La grande accélération de l'action climat… et des émissions
De cet état des lieux tous azimuts, l'association retire dix grands enseignements :
• si la baisse historique des émissions due au covid a presque été effacée par la reprise en 2021, ce rebond masque des profils régionaux très disparates.
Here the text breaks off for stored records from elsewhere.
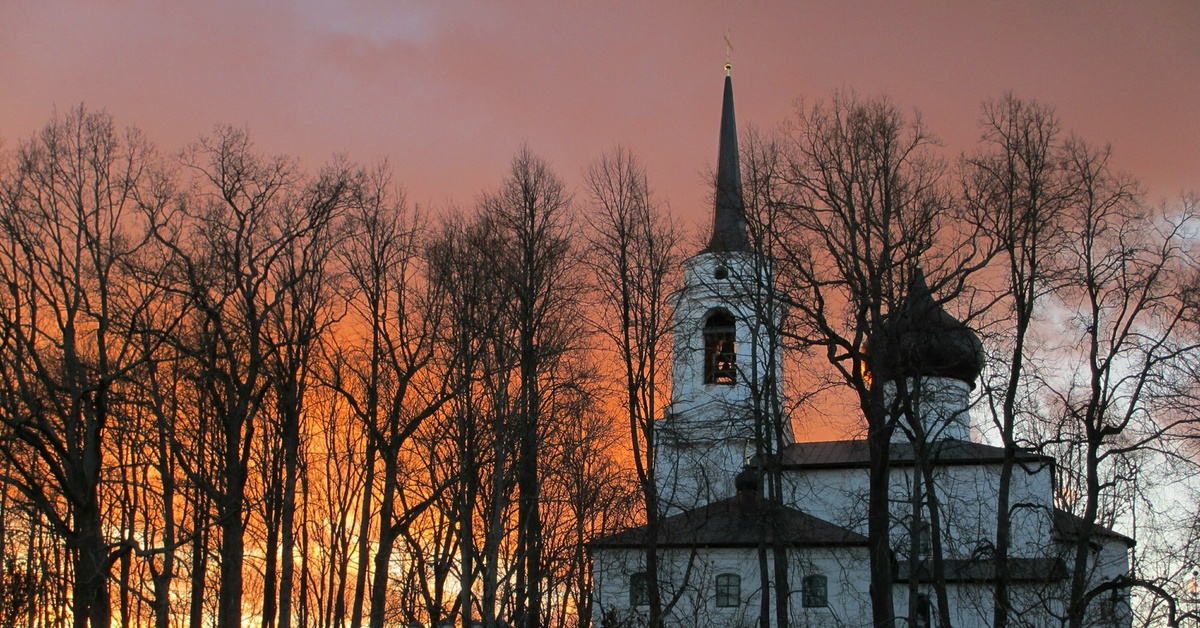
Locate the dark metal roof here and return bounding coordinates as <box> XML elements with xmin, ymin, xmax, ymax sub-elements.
<box><xmin>782</xmin><ymin>439</ymin><xmax>1051</xmax><ymax>468</ymax></box>
<box><xmin>896</xmin><ymin>557</ymin><xmax>1067</xmax><ymax>582</ymax></box>
<box><xmin>702</xmin><ymin>71</ymin><xmax>751</xmax><ymax>253</ymax></box>
<box><xmin>590</xmin><ymin>492</ymin><xmax>866</xmax><ymax>548</ymax></box>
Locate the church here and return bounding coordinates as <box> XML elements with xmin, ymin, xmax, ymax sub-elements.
<box><xmin>590</xmin><ymin>65</ymin><xmax>1134</xmax><ymax>627</ymax></box>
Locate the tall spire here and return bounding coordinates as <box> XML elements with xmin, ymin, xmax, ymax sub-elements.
<box><xmin>703</xmin><ymin>61</ymin><xmax>750</xmax><ymax>253</ymax></box>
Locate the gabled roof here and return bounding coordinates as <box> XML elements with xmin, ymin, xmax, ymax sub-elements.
<box><xmin>590</xmin><ymin>492</ymin><xmax>866</xmax><ymax>548</ymax></box>
<box><xmin>896</xmin><ymin>556</ymin><xmax>1067</xmax><ymax>582</ymax></box>
<box><xmin>782</xmin><ymin>439</ymin><xmax>1051</xmax><ymax>469</ymax></box>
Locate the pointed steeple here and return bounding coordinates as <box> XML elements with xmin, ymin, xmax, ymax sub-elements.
<box><xmin>703</xmin><ymin>64</ymin><xmax>751</xmax><ymax>253</ymax></box>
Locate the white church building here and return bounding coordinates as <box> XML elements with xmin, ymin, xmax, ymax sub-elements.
<box><xmin>590</xmin><ymin>66</ymin><xmax>1133</xmax><ymax>627</ymax></box>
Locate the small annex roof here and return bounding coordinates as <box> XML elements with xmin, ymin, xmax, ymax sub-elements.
<box><xmin>589</xmin><ymin>492</ymin><xmax>866</xmax><ymax>549</ymax></box>
<box><xmin>782</xmin><ymin>439</ymin><xmax>1051</xmax><ymax>469</ymax></box>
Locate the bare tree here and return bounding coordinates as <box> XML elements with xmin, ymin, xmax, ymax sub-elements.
<box><xmin>158</xmin><ymin>127</ymin><xmax>344</xmax><ymax>627</ymax></box>
<box><xmin>586</xmin><ymin>146</ymin><xmax>682</xmax><ymax>627</ymax></box>
<box><xmin>480</xmin><ymin>146</ymin><xmax>580</xmax><ymax>628</ymax></box>
<box><xmin>0</xmin><ymin>107</ymin><xmax>170</xmax><ymax>627</ymax></box>
<box><xmin>962</xmin><ymin>94</ymin><xmax>1070</xmax><ymax>627</ymax></box>
<box><xmin>774</xmin><ymin>94</ymin><xmax>976</xmax><ymax>626</ymax></box>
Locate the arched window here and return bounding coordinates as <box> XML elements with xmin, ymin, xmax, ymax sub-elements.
<box><xmin>917</xmin><ymin>593</ymin><xmax>934</xmax><ymax>628</ymax></box>
<box><xmin>629</xmin><ymin>572</ymin><xmax>650</xmax><ymax>608</ymax></box>
<box><xmin>716</xmin><ymin>574</ymin><xmax>742</xmax><ymax>609</ymax></box>
<box><xmin>800</xmin><ymin>574</ymin><xmax>829</xmax><ymax>609</ymax></box>
<box><xmin>704</xmin><ymin>310</ymin><xmax>738</xmax><ymax>385</ymax></box>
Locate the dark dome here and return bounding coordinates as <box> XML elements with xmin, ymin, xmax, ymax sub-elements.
<box><xmin>868</xmin><ymin>268</ymin><xmax>984</xmax><ymax>388</ymax></box>
<box><xmin>733</xmin><ymin>467</ymin><xmax>758</xmax><ymax>495</ymax></box>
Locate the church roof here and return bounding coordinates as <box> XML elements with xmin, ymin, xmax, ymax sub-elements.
<box><xmin>702</xmin><ymin>69</ymin><xmax>751</xmax><ymax>253</ymax></box>
<box><xmin>896</xmin><ymin>556</ymin><xmax>1068</xmax><ymax>582</ymax></box>
<box><xmin>590</xmin><ymin>492</ymin><xmax>866</xmax><ymax>548</ymax></box>
<box><xmin>782</xmin><ymin>438</ymin><xmax>1051</xmax><ymax>468</ymax></box>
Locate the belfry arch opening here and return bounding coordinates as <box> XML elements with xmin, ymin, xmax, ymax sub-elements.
<box><xmin>704</xmin><ymin>310</ymin><xmax>738</xmax><ymax>385</ymax></box>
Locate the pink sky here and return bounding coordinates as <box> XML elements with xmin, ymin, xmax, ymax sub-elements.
<box><xmin>0</xmin><ymin>0</ymin><xmax>1200</xmax><ymax>228</ymax></box>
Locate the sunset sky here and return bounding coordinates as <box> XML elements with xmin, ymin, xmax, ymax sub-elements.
<box><xmin>0</xmin><ymin>0</ymin><xmax>1200</xmax><ymax>230</ymax></box>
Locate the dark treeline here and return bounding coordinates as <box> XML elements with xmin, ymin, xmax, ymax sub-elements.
<box><xmin>0</xmin><ymin>96</ymin><xmax>1200</xmax><ymax>628</ymax></box>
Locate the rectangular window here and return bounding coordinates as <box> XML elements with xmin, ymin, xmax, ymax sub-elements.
<box><xmin>800</xmin><ymin>575</ymin><xmax>829</xmax><ymax>609</ymax></box>
<box><xmin>716</xmin><ymin>574</ymin><xmax>742</xmax><ymax>609</ymax></box>
<box><xmin>629</xmin><ymin>572</ymin><xmax>650</xmax><ymax>608</ymax></box>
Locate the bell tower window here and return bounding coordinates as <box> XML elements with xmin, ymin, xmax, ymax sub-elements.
<box><xmin>704</xmin><ymin>310</ymin><xmax>738</xmax><ymax>385</ymax></box>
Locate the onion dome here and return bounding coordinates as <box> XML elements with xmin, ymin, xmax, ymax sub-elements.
<box><xmin>868</xmin><ymin>268</ymin><xmax>984</xmax><ymax>388</ymax></box>
<box><xmin>733</xmin><ymin>467</ymin><xmax>761</xmax><ymax>495</ymax></box>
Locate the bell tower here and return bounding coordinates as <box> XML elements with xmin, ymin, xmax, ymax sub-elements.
<box><xmin>655</xmin><ymin>64</ymin><xmax>791</xmax><ymax>514</ymax></box>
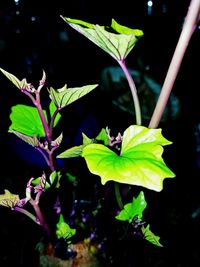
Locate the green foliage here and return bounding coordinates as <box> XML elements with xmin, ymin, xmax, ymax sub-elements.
<box><xmin>115</xmin><ymin>191</ymin><xmax>147</xmax><ymax>223</ymax></box>
<box><xmin>49</xmin><ymin>84</ymin><xmax>98</xmax><ymax>109</ymax></box>
<box><xmin>9</xmin><ymin>105</ymin><xmax>47</xmax><ymax>137</ymax></box>
<box><xmin>82</xmin><ymin>125</ymin><xmax>175</xmax><ymax>191</ymax></box>
<box><xmin>62</xmin><ymin>17</ymin><xmax>143</xmax><ymax>61</ymax></box>
<box><xmin>0</xmin><ymin>13</ymin><xmax>180</xmax><ymax>262</ymax></box>
<box><xmin>56</xmin><ymin>214</ymin><xmax>76</xmax><ymax>243</ymax></box>
<box><xmin>0</xmin><ymin>189</ymin><xmax>19</xmax><ymax>208</ymax></box>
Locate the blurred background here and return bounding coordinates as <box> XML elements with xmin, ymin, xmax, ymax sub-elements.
<box><xmin>0</xmin><ymin>0</ymin><xmax>200</xmax><ymax>267</ymax></box>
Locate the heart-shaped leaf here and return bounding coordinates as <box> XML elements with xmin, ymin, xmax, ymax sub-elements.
<box><xmin>82</xmin><ymin>125</ymin><xmax>175</xmax><ymax>191</ymax></box>
<box><xmin>61</xmin><ymin>16</ymin><xmax>143</xmax><ymax>61</ymax></box>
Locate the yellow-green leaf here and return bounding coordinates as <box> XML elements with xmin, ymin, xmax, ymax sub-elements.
<box><xmin>82</xmin><ymin>125</ymin><xmax>175</xmax><ymax>191</ymax></box>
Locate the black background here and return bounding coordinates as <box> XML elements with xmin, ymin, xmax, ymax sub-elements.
<box><xmin>0</xmin><ymin>0</ymin><xmax>200</xmax><ymax>267</ymax></box>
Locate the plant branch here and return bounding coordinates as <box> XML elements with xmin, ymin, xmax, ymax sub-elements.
<box><xmin>149</xmin><ymin>0</ymin><xmax>200</xmax><ymax>128</ymax></box>
<box><xmin>118</xmin><ymin>60</ymin><xmax>142</xmax><ymax>125</ymax></box>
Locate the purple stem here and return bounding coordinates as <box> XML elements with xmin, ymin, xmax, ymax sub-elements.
<box><xmin>149</xmin><ymin>0</ymin><xmax>200</xmax><ymax>128</ymax></box>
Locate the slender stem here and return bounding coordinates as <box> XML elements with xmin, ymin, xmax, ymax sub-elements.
<box><xmin>114</xmin><ymin>182</ymin><xmax>124</xmax><ymax>209</ymax></box>
<box><xmin>118</xmin><ymin>60</ymin><xmax>142</xmax><ymax>125</ymax></box>
<box><xmin>149</xmin><ymin>0</ymin><xmax>200</xmax><ymax>128</ymax></box>
<box><xmin>30</xmin><ymin>200</ymin><xmax>51</xmax><ymax>235</ymax></box>
<box><xmin>13</xmin><ymin>206</ymin><xmax>40</xmax><ymax>224</ymax></box>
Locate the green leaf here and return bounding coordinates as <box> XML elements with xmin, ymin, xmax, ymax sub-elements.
<box><xmin>49</xmin><ymin>101</ymin><xmax>61</xmax><ymax>127</ymax></box>
<box><xmin>115</xmin><ymin>191</ymin><xmax>147</xmax><ymax>223</ymax></box>
<box><xmin>9</xmin><ymin>130</ymin><xmax>39</xmax><ymax>147</ymax></box>
<box><xmin>56</xmin><ymin>214</ymin><xmax>76</xmax><ymax>241</ymax></box>
<box><xmin>48</xmin><ymin>84</ymin><xmax>98</xmax><ymax>108</ymax></box>
<box><xmin>57</xmin><ymin>133</ymin><xmax>94</xmax><ymax>158</ymax></box>
<box><xmin>0</xmin><ymin>68</ymin><xmax>30</xmax><ymax>89</ymax></box>
<box><xmin>141</xmin><ymin>224</ymin><xmax>163</xmax><ymax>247</ymax></box>
<box><xmin>61</xmin><ymin>16</ymin><xmax>143</xmax><ymax>61</ymax></box>
<box><xmin>9</xmin><ymin>104</ymin><xmax>47</xmax><ymax>137</ymax></box>
<box><xmin>82</xmin><ymin>125</ymin><xmax>175</xmax><ymax>191</ymax></box>
<box><xmin>0</xmin><ymin>189</ymin><xmax>20</xmax><ymax>208</ymax></box>
<box><xmin>95</xmin><ymin>128</ymin><xmax>109</xmax><ymax>146</ymax></box>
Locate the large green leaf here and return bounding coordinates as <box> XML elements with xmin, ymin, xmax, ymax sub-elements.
<box><xmin>9</xmin><ymin>104</ymin><xmax>47</xmax><ymax>137</ymax></box>
<box><xmin>82</xmin><ymin>125</ymin><xmax>175</xmax><ymax>191</ymax></box>
<box><xmin>49</xmin><ymin>84</ymin><xmax>98</xmax><ymax>108</ymax></box>
<box><xmin>61</xmin><ymin>16</ymin><xmax>143</xmax><ymax>61</ymax></box>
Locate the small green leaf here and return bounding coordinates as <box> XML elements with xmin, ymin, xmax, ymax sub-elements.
<box><xmin>141</xmin><ymin>224</ymin><xmax>163</xmax><ymax>247</ymax></box>
<box><xmin>61</xmin><ymin>16</ymin><xmax>143</xmax><ymax>61</ymax></box>
<box><xmin>56</xmin><ymin>214</ymin><xmax>76</xmax><ymax>242</ymax></box>
<box><xmin>9</xmin><ymin>130</ymin><xmax>39</xmax><ymax>147</ymax></box>
<box><xmin>95</xmin><ymin>128</ymin><xmax>109</xmax><ymax>146</ymax></box>
<box><xmin>57</xmin><ymin>133</ymin><xmax>94</xmax><ymax>158</ymax></box>
<box><xmin>9</xmin><ymin>104</ymin><xmax>47</xmax><ymax>137</ymax></box>
<box><xmin>49</xmin><ymin>101</ymin><xmax>61</xmax><ymax>127</ymax></box>
<box><xmin>82</xmin><ymin>125</ymin><xmax>175</xmax><ymax>191</ymax></box>
<box><xmin>115</xmin><ymin>191</ymin><xmax>147</xmax><ymax>223</ymax></box>
<box><xmin>0</xmin><ymin>68</ymin><xmax>30</xmax><ymax>89</ymax></box>
<box><xmin>0</xmin><ymin>189</ymin><xmax>20</xmax><ymax>208</ymax></box>
<box><xmin>49</xmin><ymin>84</ymin><xmax>98</xmax><ymax>108</ymax></box>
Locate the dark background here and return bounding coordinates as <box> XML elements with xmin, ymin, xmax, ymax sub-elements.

À la baisse lente mais structurelle des émissions en Europe et en Amérique (du Nord et latine), s'oppose une forte reprise dans les grands pays émetteurs asiatiques, alors que la "croissance galopante" des émissions en Afrique et au Moyen-Orient a, elle, été "stoppée nette" par la pandémie ;
• l'adoption des énergies renouvelables et de la mobilité bas carbone s'accélère dans les "grandes économies". La tendance reste toutefois à l'accumulation des énergies (fossiles et bas carbone), et non à une substitution nette ;
• l'électrification des usages et la décarbonation du mix électrique sont désynchronisées. 61% de l’électricité mondiale est toujours produite à partir d’énergie fossiles ;
• la demande en biens et services bas carbone dépasse la capacité d’adaptation des chaînes d’approvisionnement de l’économie mondiale. Exemple typique, la pénurie de vélos. L'association relève qu'aux contraintes structurelles se sont ajoutées les difficultés conjoncturelles liées au covid (désorganisation du fret maritime, entraînant une explosion du taux de fret, etc.). "Trop lentes pour le climat, les transitions régionales vont trop vite pour les chaînes d’approvisionnement" ;
• la "neutralité carbone" intègre les stratégies de relance et de croissance des grandes entreprises. 417 des 2.000 plus grandes entreprises mondiales ont ainsi adopté un tel objectif ;
• les ruptures d’approvisionnement et les engagements à la neutralité carbone poussent les entreprises à la concentration et à l’intégration verticale des filières. "Les grandes villes, les grandes entreprises dictent la demande", assure Antoine Gillod, coordinateur de l'observatoire de l'action climat non-étatique. Ce qui favorise un "marché de gros" guère favorable aux entreprises municipales et aux coopératives citoyennes. Mais l'expert relève que "les capacités financières dégagées par les acteurs historiques des énergies fossiles permettent aujourd'hui l'essor des activités décarbonées. Les grandes entreprises qui ont fait le XXe siècle dans le domaine de l’énergie sont celles qui assurent aujourd’hui les investissements de la transition" ;
• les technologies de rupture gagnent en crédibilité pour les secteurs qui ne parviennent pas à se décarboner. Antoine Gillod pointe néanmoins les progrès qui restent à accomplir : si l'hydrogène bénéficie d'une forte hausse des engagements et des investissements, il reste encore très dépendant d’activités émissives ; le regain d'intérêt pour la capture du carbone ne doit pas masquer les difficultés pour atteindre sa séquestration ;
• entre investissements verts et bruns, les États orientent la reprise d’une manière ambiguë. Ainsi, sur les 700 milliards de dollars que les pays du G20 se sont engagés à investir pour la relance, 37% viseraient des secteurs bas carbone et 40% des secteurs émetteurs ;
• souvent moteurs de l’accélération de l’action climat, les gouvernements locaux adaptent le tempo de la transition aux besoins et capacités de leurs territoires. L'association relève ainsi que les "gouvernements sub-nationaux peuvent également freiner la transition lorsqu'elle menace les intérêts économiques de leurs territoires" ;
• avec l’activisme actionnarial, la société civile élargit son répertoire d’action, par ailleurs marqué par une judiciarisation croissante de l’action climat – plus de 1.500 contentieux en cours relevés en juillet 2020, dont 1.200 aux USA… et 55 dans l'Union européenne.